Digital marketing is not the future of marketing; it’s what marketing is – NOW. As Brad Jakeman, PepsiCo’s global beverage president, says, “There is no such thing as digital marketing. There is marketing – most of which happens to be digital.” (Source)
Just think about it. For better or for worst, people are addicted to their smart-phone and other device/forms of digital media, communication, and engagement. As a marketer, you need to go where your audience is, and have a strong presence there as well as a most engaging and compelling existence. Thus, if you want to capture an audience, digital should be your primary marketing effort.
The evolution of companies’ digital marketing strategy and presence has been slow. Clearly, audience behavior of digital usage has outpaced companies’ digital marketing presence. From a strategic brand perspective, this is pitiful. You always want to be ahead of your audience by delivering innovation that affects their behavior in a positive way and creates bias to your brand.
Looking at the current job market for digital positions, things are still very segmented. Independent of management level, you see positions in social management, SEO, SEM, digital paid media, email, and a host of other specialty skill sets. And that is the main point here as it relates to the evolution of digital marketing jobs. These are skill sets. I would argue that they should not be specific job positions.
Lets take a second look at the objectives of marketing. Whether or not the target audience traverses sequentially through the sales marketing funnel or not, marketers should aim to create brand awareness, consideration, sales/conversion, and post sale loyalty and advocacy. These are marketing objectives.
When we look at digital marketing positions, can we deduce that a specific skill set position produces the marketing objectives in an orchestrated manner? I would argue no.
It is for that reason that I strongly suggest that digital marketing positions must evolve. The positions that are defined today are in fact skills sets. They should not be specific positions. They do not define an all-encompassing marketing responsibility.
So this perspective has direct ramifications on both job seekers and hiring companies. For job seekers … even if you have a current position in a specific digital marketing skill set, work to expand your knowledge and experience. Take it upon yourself, even if your company does not define that as part of your job description. Make sure your skills continuously grow and that you remain a desired job candidate, even if you are very happy in your current solution.

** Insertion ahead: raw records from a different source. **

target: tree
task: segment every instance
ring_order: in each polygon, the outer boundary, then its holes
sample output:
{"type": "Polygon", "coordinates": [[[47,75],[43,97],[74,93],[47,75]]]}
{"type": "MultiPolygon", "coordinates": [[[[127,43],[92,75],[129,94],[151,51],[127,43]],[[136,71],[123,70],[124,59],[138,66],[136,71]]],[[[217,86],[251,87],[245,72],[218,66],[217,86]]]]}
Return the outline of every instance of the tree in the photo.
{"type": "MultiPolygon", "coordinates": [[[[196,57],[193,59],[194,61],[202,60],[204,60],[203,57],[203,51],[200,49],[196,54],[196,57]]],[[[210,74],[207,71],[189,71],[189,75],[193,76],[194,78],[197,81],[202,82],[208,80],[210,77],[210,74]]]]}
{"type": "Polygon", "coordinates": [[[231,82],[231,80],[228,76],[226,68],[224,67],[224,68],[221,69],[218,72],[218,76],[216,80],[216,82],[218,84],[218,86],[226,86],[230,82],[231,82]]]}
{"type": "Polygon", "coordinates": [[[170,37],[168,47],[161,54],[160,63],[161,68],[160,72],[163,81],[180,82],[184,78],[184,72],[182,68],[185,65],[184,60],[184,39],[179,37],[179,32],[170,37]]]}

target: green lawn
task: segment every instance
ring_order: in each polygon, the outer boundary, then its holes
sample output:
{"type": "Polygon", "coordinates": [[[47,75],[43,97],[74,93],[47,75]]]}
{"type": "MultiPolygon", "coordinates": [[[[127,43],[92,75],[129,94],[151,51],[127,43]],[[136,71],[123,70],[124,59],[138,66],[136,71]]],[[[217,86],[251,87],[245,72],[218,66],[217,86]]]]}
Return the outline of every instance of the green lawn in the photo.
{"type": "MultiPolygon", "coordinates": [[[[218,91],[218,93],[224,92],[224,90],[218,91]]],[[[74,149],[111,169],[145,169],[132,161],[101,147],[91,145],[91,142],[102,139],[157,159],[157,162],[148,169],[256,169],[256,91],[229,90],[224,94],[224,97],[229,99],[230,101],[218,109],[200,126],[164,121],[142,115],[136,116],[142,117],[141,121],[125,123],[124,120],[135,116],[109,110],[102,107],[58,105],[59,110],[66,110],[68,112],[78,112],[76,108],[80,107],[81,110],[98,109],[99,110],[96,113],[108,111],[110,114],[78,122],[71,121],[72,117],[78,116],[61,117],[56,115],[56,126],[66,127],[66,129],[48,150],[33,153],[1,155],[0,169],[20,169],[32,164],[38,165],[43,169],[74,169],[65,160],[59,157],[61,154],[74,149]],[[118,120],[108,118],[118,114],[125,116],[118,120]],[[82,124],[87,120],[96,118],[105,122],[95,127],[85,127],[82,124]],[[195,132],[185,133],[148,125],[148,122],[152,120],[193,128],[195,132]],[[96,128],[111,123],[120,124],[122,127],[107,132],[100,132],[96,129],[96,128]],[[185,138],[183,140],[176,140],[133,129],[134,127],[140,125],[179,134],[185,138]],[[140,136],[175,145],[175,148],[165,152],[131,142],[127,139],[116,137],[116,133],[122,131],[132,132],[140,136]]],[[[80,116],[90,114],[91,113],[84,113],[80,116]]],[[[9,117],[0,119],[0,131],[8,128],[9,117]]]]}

For hiring companies … I ask one simple question – Do you have a marketing leader that truly understands the alignment of marketing objectives and digital implementation? I have seen far too many “marketing leaders” attempting to integrate and orchestrate digital marketing and not understand how various implementations align to marketing objectives. They merely “wing it” as they are expected and without fully understanding how each channel and digital implementation has significance to marketing objectives. Unfortunately some marketing leaders leave some specific digital implementations to junior personnel without understanding how the specific digital implementation relates to marketing objectives. These marketing leaders know they need to do social, SEO, and other digital tasks, but are not sure how these practices fully integrate in their marketing strategy and plans to produce positive empirical results.
In summary, both job seekers and employers should start working on job descriptions and responsibilities across the broad spectrum of digital marketing. Yes, this means that job positions need to cover a broader depth of skill sets and at the same time need to remain deep in experience of specific skills sets. The outcome of this digital marketing evolution will produces greater measurable brand results.